Heftig wetterte CDU-Fraktionschef Daniel Günther gegen die Regierung: „Sie können nicht einmal rechtssicher einen Bauwagen im Wald aufstellen“, sagte er und hob die Angelegenheit gleich auf die höchste Ebene. „Um solche Probleme zu lösen, hat eine Regierung einen Ministerpräsidenten; dafür braucht man keinen Runden Tisch.“

Unter Peter Harry Carstensen wären das einzig Runde die zuständigen Minister gewesen, sagte Günther - der damalige Regierungschef hätte sie also rund gemacht. Landesrecht à la Carstensen helfe nicht, befand dazu Innenminister Studt.
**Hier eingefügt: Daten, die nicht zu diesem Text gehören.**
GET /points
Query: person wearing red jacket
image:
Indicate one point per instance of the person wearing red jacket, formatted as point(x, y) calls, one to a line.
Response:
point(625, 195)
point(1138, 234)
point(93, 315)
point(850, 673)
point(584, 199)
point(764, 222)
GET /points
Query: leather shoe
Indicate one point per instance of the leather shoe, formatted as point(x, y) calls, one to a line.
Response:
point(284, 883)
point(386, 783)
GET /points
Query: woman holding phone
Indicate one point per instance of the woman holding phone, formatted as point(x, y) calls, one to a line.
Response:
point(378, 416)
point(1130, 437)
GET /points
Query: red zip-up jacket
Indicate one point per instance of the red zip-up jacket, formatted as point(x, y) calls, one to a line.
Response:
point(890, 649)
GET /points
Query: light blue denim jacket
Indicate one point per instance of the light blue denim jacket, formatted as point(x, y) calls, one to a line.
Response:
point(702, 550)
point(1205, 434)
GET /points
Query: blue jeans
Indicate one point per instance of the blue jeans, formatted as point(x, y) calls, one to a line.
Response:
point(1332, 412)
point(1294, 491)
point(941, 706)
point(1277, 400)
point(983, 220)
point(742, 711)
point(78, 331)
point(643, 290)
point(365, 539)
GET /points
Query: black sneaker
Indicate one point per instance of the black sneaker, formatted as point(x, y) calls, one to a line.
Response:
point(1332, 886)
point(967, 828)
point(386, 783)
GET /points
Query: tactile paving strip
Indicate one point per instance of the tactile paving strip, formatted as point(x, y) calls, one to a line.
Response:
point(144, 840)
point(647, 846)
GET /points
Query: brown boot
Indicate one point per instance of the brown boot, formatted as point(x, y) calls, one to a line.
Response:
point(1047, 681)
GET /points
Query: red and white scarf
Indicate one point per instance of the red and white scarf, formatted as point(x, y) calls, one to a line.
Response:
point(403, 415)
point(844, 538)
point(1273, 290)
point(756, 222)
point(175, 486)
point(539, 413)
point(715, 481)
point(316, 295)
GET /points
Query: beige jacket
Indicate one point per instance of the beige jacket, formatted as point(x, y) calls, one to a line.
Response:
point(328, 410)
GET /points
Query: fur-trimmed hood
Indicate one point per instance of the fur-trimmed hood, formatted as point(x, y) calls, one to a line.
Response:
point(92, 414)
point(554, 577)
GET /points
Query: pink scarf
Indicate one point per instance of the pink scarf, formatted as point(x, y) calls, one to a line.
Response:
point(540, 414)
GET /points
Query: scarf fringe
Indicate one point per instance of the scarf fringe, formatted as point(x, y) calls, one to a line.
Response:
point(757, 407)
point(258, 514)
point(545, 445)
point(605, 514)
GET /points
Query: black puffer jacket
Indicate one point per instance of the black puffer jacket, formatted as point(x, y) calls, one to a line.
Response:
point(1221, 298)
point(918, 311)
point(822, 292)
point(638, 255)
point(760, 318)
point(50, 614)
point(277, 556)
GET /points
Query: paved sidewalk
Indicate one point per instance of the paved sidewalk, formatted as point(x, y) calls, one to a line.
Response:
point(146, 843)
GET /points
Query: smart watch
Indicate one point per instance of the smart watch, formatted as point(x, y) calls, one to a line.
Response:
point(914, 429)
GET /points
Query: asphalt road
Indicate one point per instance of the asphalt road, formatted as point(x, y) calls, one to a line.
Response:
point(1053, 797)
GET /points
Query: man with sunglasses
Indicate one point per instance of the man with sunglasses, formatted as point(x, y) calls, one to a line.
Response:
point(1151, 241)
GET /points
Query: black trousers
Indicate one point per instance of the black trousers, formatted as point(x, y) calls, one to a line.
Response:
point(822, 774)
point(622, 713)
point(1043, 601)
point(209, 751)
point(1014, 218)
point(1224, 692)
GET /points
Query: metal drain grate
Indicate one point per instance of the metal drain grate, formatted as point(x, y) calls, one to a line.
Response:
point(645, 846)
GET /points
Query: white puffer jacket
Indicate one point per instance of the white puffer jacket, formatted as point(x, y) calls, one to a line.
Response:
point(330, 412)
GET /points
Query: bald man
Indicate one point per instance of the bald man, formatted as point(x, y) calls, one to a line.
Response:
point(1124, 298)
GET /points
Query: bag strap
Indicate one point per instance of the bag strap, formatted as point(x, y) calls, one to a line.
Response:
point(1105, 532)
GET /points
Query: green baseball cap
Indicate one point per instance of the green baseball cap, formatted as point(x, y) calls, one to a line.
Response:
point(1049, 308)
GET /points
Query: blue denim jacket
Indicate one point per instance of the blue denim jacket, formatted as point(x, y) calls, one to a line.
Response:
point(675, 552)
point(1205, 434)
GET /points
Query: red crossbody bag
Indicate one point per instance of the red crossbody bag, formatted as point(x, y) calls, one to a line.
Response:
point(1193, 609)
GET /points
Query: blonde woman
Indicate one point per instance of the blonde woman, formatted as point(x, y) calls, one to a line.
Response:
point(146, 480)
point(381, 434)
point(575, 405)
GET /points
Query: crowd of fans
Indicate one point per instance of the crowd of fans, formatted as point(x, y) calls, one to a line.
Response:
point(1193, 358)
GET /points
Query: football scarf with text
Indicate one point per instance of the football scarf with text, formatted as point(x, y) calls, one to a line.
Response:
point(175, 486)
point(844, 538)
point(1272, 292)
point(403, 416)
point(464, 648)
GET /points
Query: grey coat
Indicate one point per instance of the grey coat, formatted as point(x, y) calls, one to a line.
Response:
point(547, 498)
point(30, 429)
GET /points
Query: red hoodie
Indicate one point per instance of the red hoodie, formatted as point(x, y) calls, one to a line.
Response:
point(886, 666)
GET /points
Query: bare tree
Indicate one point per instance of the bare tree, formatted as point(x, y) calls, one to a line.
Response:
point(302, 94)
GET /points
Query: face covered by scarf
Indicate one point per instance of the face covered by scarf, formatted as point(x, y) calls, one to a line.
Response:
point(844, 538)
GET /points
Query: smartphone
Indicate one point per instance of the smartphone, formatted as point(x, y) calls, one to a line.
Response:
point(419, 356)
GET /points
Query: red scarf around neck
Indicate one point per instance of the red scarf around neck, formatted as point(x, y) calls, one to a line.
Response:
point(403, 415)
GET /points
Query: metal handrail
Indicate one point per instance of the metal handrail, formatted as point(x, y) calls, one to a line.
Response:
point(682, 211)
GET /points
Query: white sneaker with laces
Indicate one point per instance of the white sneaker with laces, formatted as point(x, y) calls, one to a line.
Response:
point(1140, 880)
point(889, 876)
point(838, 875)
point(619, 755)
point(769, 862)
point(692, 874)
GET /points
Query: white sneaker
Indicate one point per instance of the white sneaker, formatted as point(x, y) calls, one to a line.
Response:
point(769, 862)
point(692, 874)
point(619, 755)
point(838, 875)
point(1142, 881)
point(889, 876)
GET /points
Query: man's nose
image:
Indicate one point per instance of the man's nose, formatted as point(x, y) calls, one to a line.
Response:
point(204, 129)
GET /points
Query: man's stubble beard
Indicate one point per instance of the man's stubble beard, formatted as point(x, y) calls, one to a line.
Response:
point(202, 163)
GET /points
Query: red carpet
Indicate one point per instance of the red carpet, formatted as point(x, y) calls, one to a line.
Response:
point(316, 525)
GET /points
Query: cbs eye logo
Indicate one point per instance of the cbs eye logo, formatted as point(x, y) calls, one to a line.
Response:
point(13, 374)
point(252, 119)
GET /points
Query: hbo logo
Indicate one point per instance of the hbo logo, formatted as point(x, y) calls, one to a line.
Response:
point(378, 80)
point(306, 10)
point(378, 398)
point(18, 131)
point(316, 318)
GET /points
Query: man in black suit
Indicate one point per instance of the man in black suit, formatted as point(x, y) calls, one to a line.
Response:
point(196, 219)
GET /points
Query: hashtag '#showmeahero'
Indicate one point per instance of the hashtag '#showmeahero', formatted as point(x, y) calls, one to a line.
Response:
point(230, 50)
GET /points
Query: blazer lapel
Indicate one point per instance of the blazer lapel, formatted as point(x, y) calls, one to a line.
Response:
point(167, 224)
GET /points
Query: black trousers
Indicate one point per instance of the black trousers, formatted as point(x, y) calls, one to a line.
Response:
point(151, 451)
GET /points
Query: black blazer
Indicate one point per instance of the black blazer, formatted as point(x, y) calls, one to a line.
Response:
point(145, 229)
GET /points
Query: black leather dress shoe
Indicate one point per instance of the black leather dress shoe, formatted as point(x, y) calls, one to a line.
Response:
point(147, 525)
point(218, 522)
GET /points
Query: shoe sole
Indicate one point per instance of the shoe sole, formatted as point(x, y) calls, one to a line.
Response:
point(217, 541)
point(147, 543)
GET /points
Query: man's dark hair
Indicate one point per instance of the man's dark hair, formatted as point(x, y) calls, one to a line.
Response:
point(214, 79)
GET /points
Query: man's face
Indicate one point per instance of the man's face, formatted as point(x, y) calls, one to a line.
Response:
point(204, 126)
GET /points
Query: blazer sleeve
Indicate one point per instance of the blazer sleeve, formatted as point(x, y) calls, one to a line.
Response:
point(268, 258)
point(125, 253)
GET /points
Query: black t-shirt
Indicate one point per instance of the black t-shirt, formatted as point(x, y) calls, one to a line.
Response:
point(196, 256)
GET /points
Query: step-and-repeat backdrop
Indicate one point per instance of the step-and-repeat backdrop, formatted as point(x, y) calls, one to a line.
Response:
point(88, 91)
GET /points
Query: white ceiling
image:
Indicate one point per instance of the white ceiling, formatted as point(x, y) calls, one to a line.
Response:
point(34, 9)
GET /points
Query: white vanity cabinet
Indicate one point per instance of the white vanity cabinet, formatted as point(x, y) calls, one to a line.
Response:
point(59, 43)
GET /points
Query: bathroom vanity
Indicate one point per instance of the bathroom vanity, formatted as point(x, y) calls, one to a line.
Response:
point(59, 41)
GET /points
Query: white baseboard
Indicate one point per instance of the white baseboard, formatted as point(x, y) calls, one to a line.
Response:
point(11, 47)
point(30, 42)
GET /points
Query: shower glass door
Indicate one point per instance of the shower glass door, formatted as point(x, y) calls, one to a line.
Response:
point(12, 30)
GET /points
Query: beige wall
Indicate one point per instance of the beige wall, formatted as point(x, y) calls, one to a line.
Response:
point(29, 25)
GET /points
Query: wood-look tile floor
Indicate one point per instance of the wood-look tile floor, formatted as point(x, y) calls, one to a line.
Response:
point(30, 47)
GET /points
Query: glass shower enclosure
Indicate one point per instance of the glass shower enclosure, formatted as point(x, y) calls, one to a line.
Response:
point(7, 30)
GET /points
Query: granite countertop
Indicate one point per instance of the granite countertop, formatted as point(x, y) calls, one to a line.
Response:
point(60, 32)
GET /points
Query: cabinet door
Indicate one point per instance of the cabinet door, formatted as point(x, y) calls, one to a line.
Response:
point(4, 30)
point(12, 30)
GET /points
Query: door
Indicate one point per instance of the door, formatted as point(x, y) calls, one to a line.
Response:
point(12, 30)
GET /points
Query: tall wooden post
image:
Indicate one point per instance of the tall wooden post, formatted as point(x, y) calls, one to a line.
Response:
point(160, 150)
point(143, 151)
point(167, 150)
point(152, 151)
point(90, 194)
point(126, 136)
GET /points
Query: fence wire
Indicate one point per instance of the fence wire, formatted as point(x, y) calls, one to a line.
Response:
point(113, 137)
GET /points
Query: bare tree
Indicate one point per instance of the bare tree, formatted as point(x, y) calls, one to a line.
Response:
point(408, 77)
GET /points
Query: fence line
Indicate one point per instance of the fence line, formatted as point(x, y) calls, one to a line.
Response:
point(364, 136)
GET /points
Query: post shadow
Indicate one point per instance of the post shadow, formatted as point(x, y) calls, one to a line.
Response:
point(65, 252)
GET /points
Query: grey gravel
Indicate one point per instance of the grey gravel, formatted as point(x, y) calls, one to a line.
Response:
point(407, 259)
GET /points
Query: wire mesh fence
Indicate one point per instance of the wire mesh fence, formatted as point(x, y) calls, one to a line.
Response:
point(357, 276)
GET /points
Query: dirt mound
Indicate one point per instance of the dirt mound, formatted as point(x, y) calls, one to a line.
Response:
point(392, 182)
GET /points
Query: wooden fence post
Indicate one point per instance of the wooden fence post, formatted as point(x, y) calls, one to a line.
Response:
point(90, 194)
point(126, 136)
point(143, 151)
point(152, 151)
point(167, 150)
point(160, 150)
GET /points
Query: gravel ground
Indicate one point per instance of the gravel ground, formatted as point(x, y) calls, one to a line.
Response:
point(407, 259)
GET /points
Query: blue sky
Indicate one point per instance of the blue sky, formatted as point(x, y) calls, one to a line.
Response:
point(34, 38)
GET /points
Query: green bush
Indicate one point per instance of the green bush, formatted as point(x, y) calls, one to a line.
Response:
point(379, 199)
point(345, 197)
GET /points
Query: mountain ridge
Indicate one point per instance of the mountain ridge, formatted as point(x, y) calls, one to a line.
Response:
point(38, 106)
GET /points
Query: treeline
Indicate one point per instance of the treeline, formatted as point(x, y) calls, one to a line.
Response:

Das Ganze sei auch kein Thema für die Karnevalsbütt.

"Mitnichten von ihrer Existenz bedroht"

Mit einem Antrag auf Änderung landesrechtlicher Vorschriften hatte die CDU keine Chance - alle anderen Fraktionen stimmten dagegen. „Was nach „Entbürokratisierung“ klinge, bedeute nichts anderes als eine potenzielle Gefährdung von Leib, Leben und Gesundheit von Kindern und Erziehern, sagte Studt. „Grundsätzlich verfolgen wir das Ziel, in einem bauaufsichtlichen Verfahren die Schutzinteressen der Kinder zu wahren, indem wir das Anliegen der Waldpädagogik unterstützen.“

Auch Waldkindergärten müssten Qualitätsstandards befolgen, sagte Wolfgang Baasch von der SPD. Im Übrigen seien diese Kitas mitnichten in ihrer Existenz bedroht. Gegen die Stimmen der CDU beschloss der Landtag einen FDP-Antrag, mit dem die Wald- und Naturkindergärten unterstützt werden. In der Regel reiche der Ermessensspielraum aus, um sie genehmigen zu können, heißt es darin. Klarstellend sollte im Baugesetzbuch des Bundes der Bau dieser Kitas privilegiert werden, forderten FDP, SPD, Grüne, SSW und Piraten.

„Wir haben aus unserer Sicht kein gesetzliches Problem, sondern ein Umsetzungsproblem“, sagte Anita Klahn von der FDP. Die Grüne Marlies Fritzen warf der CDU Wahlkampfparolen vor. „Nichts anderes als Wahlkampfgetöse ist dieser Antrag“, meinte auch der Pirat Sven Krimbeck. Es gebe nur in Einzelfällen Schwierigkeiten mit Genehmigungen, betonte Flemming Meyer vom SSW.